Il y a entre 150 000 et 200 000 Britanniques qui vivent actuellement en France. La plupart viennent pour l’image de carte postale de la France, c’est-à-dire la cuisine, la culture et la météo (enfin, pas pour ceux qui s’installent plus au nord que Paris !). Au Royaume-Uni, l’image de la France est associée à une vie de luxe. On ne voit que L’Oréal, le festival de Cannes et des films qui ne montrent que les quartiers chics de Paris.

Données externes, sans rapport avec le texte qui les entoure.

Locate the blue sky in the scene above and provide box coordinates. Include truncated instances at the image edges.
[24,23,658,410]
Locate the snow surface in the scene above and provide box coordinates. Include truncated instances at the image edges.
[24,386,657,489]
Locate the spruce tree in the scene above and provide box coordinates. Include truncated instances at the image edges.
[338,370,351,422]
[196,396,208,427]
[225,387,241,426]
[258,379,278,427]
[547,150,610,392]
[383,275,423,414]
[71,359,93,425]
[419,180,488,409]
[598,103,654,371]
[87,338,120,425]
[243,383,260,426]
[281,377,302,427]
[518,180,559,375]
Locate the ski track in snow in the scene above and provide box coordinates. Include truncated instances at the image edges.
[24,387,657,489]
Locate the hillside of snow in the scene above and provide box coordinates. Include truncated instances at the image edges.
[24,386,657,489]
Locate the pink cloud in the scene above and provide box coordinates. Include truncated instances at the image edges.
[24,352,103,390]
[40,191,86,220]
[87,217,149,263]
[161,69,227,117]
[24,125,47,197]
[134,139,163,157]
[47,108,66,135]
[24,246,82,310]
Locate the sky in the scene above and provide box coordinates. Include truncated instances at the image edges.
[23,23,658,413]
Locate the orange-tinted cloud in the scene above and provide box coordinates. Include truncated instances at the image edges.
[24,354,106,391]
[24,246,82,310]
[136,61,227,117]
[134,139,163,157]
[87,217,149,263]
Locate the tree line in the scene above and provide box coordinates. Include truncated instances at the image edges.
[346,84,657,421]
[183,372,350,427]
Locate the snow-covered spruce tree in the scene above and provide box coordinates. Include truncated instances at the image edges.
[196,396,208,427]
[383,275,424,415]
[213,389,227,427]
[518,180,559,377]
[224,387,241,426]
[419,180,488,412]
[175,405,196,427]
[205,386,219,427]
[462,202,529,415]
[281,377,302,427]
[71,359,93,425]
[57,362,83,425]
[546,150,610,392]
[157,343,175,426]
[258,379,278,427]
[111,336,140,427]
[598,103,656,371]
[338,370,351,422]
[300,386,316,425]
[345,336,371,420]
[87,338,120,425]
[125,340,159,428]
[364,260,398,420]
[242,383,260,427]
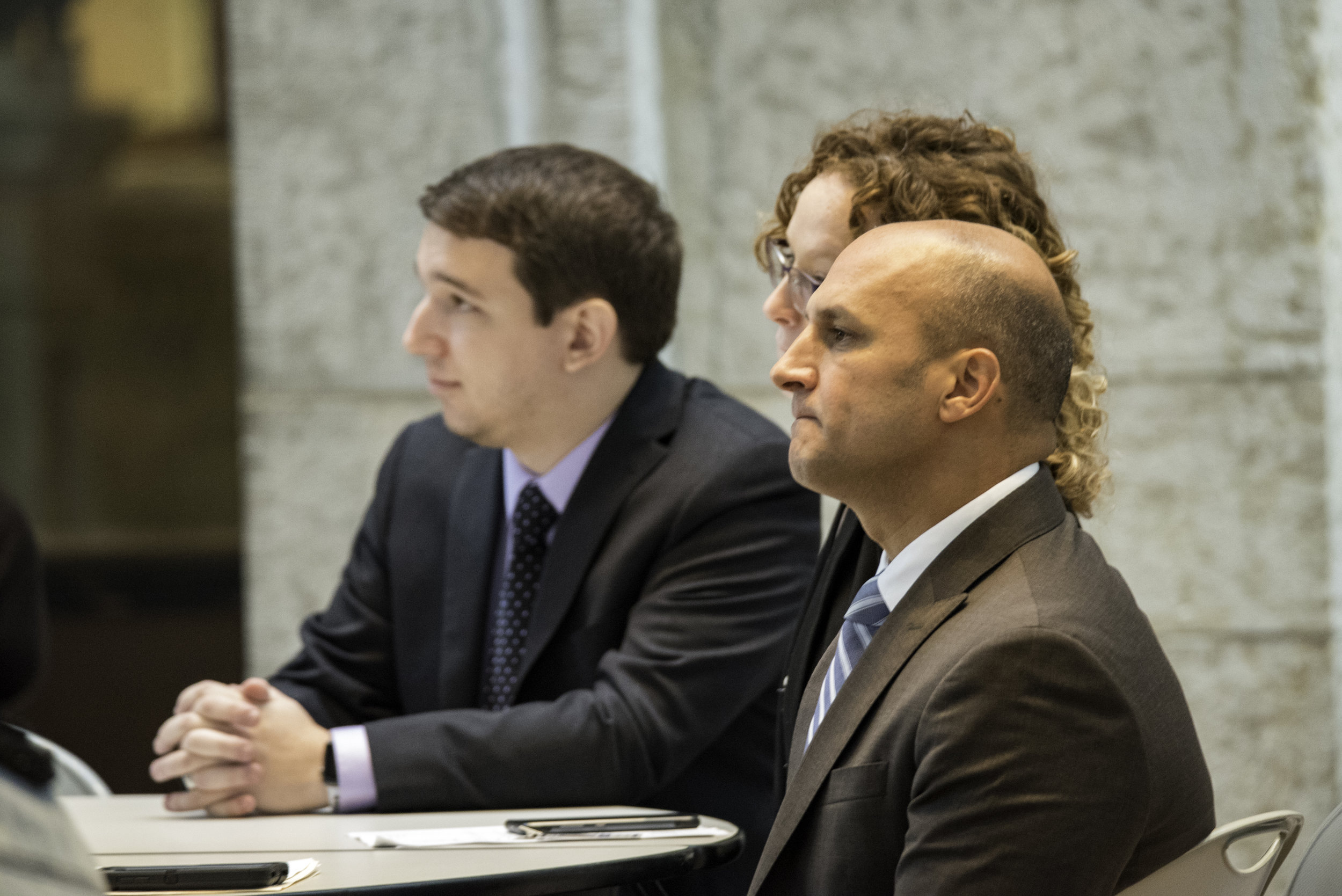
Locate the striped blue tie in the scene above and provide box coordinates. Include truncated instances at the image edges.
[807,576,890,748]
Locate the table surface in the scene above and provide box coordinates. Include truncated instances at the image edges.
[62,796,743,896]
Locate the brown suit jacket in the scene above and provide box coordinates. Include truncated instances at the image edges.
[750,468,1213,896]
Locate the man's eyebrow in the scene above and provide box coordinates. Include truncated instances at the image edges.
[411,261,480,298]
[815,306,862,326]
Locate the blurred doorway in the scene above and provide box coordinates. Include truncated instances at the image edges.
[0,0,242,793]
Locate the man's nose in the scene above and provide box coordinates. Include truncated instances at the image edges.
[762,279,801,327]
[769,326,816,392]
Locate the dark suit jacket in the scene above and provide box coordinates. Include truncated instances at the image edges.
[752,469,1213,896]
[273,362,819,892]
[775,504,880,799]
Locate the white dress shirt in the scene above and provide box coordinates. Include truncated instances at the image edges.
[877,461,1039,609]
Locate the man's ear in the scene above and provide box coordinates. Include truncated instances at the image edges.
[938,349,1003,422]
[560,298,620,373]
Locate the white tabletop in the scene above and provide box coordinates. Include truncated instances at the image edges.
[62,796,740,893]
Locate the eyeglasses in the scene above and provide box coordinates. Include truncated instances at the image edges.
[765,239,824,317]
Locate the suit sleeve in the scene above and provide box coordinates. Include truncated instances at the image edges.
[895,629,1149,896]
[263,431,408,729]
[368,443,818,812]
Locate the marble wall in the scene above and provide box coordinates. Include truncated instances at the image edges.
[231,0,1337,880]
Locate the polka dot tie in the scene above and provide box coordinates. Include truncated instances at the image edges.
[480,483,560,712]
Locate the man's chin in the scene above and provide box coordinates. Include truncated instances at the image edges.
[442,403,491,448]
[788,439,829,495]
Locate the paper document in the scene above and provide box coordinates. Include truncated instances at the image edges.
[100,858,321,896]
[351,825,727,849]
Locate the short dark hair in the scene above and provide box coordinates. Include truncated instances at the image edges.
[922,260,1074,425]
[420,143,682,363]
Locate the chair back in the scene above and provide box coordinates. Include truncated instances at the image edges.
[24,731,112,797]
[1286,806,1342,896]
[1118,810,1303,896]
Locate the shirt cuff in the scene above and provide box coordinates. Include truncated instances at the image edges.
[332,724,377,813]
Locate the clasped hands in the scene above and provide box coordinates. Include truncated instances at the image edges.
[149,679,330,815]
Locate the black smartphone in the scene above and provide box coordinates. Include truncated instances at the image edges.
[102,861,289,891]
[504,815,699,837]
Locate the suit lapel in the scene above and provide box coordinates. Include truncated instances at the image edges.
[750,467,1066,893]
[518,361,684,681]
[439,447,504,708]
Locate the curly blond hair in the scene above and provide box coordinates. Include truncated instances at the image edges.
[756,111,1110,516]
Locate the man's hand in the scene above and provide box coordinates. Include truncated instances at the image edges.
[149,679,330,815]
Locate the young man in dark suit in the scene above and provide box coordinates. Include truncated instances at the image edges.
[750,221,1213,896]
[756,111,1108,794]
[152,146,819,888]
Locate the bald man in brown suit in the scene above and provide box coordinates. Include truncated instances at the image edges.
[750,221,1213,896]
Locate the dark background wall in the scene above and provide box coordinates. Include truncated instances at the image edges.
[0,0,242,793]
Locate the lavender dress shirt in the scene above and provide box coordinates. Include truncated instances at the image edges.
[332,414,615,812]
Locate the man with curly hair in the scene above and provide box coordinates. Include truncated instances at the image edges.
[756,111,1108,793]
[750,220,1213,896]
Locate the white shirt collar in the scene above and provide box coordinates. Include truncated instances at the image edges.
[877,461,1039,609]
[504,413,615,519]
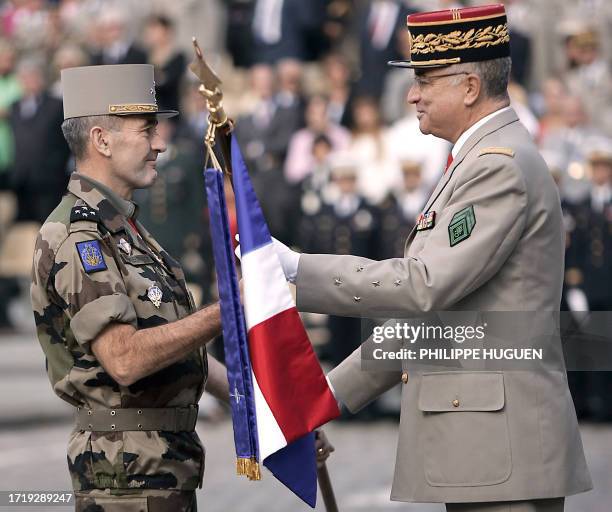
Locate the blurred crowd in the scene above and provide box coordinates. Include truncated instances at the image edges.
[0,0,612,420]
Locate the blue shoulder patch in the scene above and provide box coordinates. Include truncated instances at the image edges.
[76,240,108,274]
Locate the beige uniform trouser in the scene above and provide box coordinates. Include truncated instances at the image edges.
[74,489,198,512]
[446,498,565,512]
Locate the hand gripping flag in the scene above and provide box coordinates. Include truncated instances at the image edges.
[205,138,339,508]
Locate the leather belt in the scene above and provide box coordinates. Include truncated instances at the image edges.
[76,405,198,432]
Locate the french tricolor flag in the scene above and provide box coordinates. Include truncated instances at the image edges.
[207,138,339,508]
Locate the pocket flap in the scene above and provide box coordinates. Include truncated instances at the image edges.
[121,254,153,265]
[418,372,505,412]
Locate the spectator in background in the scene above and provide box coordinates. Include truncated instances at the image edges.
[323,53,355,129]
[49,43,89,100]
[536,77,568,142]
[134,119,205,283]
[566,138,612,421]
[298,152,377,372]
[91,6,147,66]
[143,15,187,110]
[508,82,540,140]
[177,80,208,152]
[252,0,326,64]
[3,0,49,51]
[301,135,333,200]
[387,103,451,190]
[502,0,531,86]
[10,59,70,223]
[349,96,401,205]
[381,30,414,123]
[225,0,257,68]
[376,159,430,260]
[357,0,412,98]
[236,64,302,175]
[562,20,612,137]
[540,96,600,203]
[284,95,351,185]
[0,39,21,190]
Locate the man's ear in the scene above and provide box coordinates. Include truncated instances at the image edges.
[463,73,482,107]
[89,126,111,157]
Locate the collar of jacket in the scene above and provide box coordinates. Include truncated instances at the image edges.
[423,108,519,217]
[68,172,138,233]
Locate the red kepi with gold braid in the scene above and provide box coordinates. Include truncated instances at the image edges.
[389,4,510,69]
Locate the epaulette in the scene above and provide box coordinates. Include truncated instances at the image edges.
[70,204,100,223]
[478,147,514,158]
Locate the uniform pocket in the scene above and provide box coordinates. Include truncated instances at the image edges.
[418,372,512,487]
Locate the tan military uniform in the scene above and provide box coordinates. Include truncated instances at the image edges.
[296,109,591,504]
[31,173,207,511]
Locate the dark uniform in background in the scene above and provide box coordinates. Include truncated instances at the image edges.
[565,142,612,421]
[298,155,378,366]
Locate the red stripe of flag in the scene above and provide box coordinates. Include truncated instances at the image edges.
[248,308,339,443]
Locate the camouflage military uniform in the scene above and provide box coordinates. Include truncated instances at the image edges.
[31,173,207,512]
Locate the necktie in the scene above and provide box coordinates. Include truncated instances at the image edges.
[444,153,453,174]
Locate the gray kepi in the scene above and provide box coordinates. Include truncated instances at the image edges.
[62,64,178,120]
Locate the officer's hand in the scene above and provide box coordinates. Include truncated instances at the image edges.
[234,235,300,283]
[315,429,336,467]
[272,237,300,283]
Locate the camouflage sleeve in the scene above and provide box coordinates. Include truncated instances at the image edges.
[52,230,137,344]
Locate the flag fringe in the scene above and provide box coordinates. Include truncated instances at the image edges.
[236,458,261,480]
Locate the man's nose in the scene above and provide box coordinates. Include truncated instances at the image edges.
[406,83,421,104]
[151,134,168,153]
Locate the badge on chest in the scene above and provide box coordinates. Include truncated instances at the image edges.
[417,211,436,231]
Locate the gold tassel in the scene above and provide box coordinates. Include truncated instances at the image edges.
[236,458,261,480]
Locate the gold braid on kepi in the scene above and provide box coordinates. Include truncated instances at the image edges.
[389,4,510,69]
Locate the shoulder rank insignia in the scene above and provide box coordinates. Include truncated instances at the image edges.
[448,205,476,247]
[117,238,132,256]
[70,204,100,222]
[478,148,514,158]
[417,211,436,231]
[76,240,108,274]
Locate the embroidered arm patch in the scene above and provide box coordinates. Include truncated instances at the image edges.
[76,240,108,274]
[448,205,476,247]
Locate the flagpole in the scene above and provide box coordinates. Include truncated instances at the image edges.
[317,462,338,512]
[189,37,338,512]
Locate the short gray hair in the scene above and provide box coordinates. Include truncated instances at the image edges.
[457,57,512,99]
[62,115,122,160]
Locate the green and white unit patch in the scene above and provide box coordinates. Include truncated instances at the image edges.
[448,205,476,247]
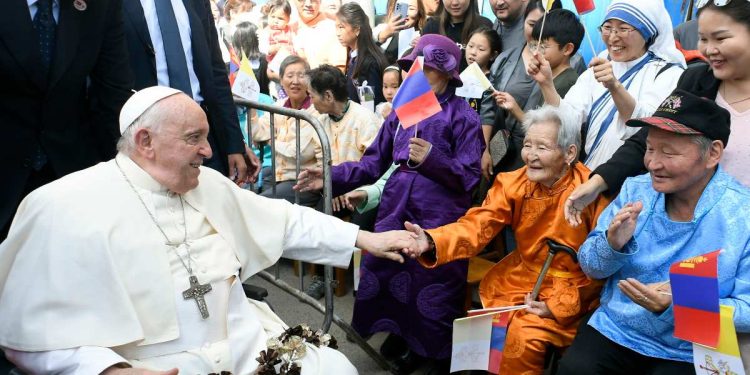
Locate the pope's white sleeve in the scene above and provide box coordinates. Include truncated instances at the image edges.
[4,346,127,375]
[283,205,359,268]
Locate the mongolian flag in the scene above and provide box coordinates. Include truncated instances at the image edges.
[573,0,596,15]
[229,47,240,87]
[393,59,441,129]
[669,250,721,348]
[487,312,511,374]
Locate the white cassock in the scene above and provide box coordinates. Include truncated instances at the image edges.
[0,155,358,374]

C’est pour cette raison que je n’ai jamais été intéressé par l’idée de venir m’installer en Europe continentale, encore moins en France. Pendant mon adolescence, je ne faisais presque aucun effort pendant mes cours de français à l’école. Je détestais l’imaginaire d’un pays où tout le monde trimballe ses bouteilles de parfum avec une apparence immaculée. Une caricature, sûrement, mais dans ma tête, c’était vraiment la réalité. Moi, j’aurais choisi une conserve de « Heinz baked beans » plutôt qu’un filet mignon, n’importe quel jour de la semaine.
Vous (et sûrement mon moi adolescent) serez donc un peu surpris de lire que, quand j’ai reçu une offre d’emploi à Lyon, je n’ai pas du tout hésité à dire « oui… vous voulez que je déménage quand ? ». Car, après avoir passé quatre ans sur des collines trempées d’Angleterre, j’étais prêt à partir ! Surtout avec la promesse des Alpes françaises, une image enveloppée de mystère, de temps en temps dévoilée par des vidéos YouTube de pilotes d’Annecy.
Mes premiers sauts dans le ciel
C’est avec une grande appréhension, un mélange de peur et d’impatience que, quatre mois après mon arrivée en France, je me suis retrouvé au tremplin de Saint-Hilaire, prêt à partir. Grâce au club ASUL Vol Libre, j’étais avec beaucoup d’autres pilotes plus expérimentés que moi. Par contre, pendant tout le trajet dans le camion du club, ainsi que pendant le dépliage, je n’ai pas pigé grand-chose. Quand je suis arrivé en France, je ne parlais ni ne comprenais très bien le français. Pendant mes quatre premiers mois à Lyon, avant mon premier décollage, j’avais atteint un niveau de français intermédiaire grâce à mes huit colocataires (oui… huit, tous français !) mais le vocabulaire que j’entendais au décollage était assez différent du français que j’avais appris. Je n’entendais pas de trucs « oufs », ni de conversations à propos des « teufs »… mais plutôt des discussions sur le « plaf’ » de la journée et la partie de la falaise qui « marchait le mieux ». Bref, j’étais complètement perdu, devant le tremplin le plus effrayant du monde (surtout que j’étais habitué aux grandes collines herbeuses d’Angleterre).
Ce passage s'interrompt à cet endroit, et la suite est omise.